TEMPO.CO, Jakarta - Berbeda dengan Indonesia yang giat menggenjot pertumbuhan ekonomi, pemerintah Tiongkok justru mengerem laju pertumbuhan ekonominya. Apakah Negeri Tirai Bambu itu sudah merasa cukup makmur? Ternyata, bukan itu alasannya. Pengamat ekonomi dari Bank BCA, David Sumual, menyatakan Tiongkok sudah tidak terobsesi lagi mencapai pertumbuhan ekonomi dua digit.
"Kapasitas sektor industri manufaktur dan properti di Tiongkok sudah melebihi kapasitas," katanya saat dihubungi Tempo, 8 Mei 2014. David menjelaskan, akibat kelebihan kapasitas di industri manufaktur dan properti, saat ini banyak pabrik yang kosong dan proyek properti yang mangkrak. Beberapa wilayah Tiongkok bahkan sudah seperti kota hantu karena tak ada produksi dan properti tak terpakai.
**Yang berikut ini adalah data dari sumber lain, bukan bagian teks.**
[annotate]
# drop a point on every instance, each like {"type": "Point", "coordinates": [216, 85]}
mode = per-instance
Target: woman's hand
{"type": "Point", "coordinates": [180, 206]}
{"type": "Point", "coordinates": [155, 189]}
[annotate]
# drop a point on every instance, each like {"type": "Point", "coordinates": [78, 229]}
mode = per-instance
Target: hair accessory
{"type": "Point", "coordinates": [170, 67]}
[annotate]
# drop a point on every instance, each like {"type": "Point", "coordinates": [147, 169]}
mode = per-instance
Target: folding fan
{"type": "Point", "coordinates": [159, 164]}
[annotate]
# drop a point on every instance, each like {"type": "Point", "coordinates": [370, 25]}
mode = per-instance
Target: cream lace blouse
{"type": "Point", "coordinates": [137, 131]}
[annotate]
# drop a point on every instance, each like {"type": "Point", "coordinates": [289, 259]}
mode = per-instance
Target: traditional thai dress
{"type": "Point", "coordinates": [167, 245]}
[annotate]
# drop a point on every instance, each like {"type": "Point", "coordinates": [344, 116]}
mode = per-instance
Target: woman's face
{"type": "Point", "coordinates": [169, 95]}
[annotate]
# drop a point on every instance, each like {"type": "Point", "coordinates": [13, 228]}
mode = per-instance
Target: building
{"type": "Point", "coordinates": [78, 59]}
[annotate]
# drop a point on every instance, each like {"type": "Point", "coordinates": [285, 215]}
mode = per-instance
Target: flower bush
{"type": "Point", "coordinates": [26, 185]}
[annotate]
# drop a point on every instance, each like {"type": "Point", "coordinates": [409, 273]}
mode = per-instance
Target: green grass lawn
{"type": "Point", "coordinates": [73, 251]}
"Pemerintah negara itu akhirnya memperlambat pertumbuhan ekonominya. Karena, jika mereka tetap berambisi tumbuh dua digit, dikhawatirkan malah menjadi bumerang," ujar David. Pertumbuhan ekonomi tertinggi Tiongkok dicapai pada 2010, yakni 10,4 persen. Tahun 2011 turun menjadi 9,2 persen, 7,8 persen pada 2012, dan 7,6 persen pada 2013. Pada kuartal pertama 2014, Tiongkok hanya tumbuh 7,4 persen.
Menurut dia, banyak industri dan properti di Tiongkok yang dibiayai oleh shadow banking. Praktek shadow banking ini mirip dengan praktek investasi di Indonesia. "Bedanya, di Indonesia lebih banyak menawarkan investasi emas, sedangkan di Tiongkok investasi infrastruktur. Shadow banking di sana sekarang sedang macet," tuturnya.
Dampak perlambatan pertumbuhan ekonomi Tiongkok ini, kata David, tentu berpengaruh pada Indonesia karena permintaan komoditas mereka akan menurun. Padahal, ekspor terbesar Indonesia ke Tiongkok. Di sisi lain, perlambatan pertumbuhan ekonomi Tiongkok bisa menjadi peluang. Banyak industri-industri di negeri itu yang mulai memikirkan relokasi usaha ke negara lain.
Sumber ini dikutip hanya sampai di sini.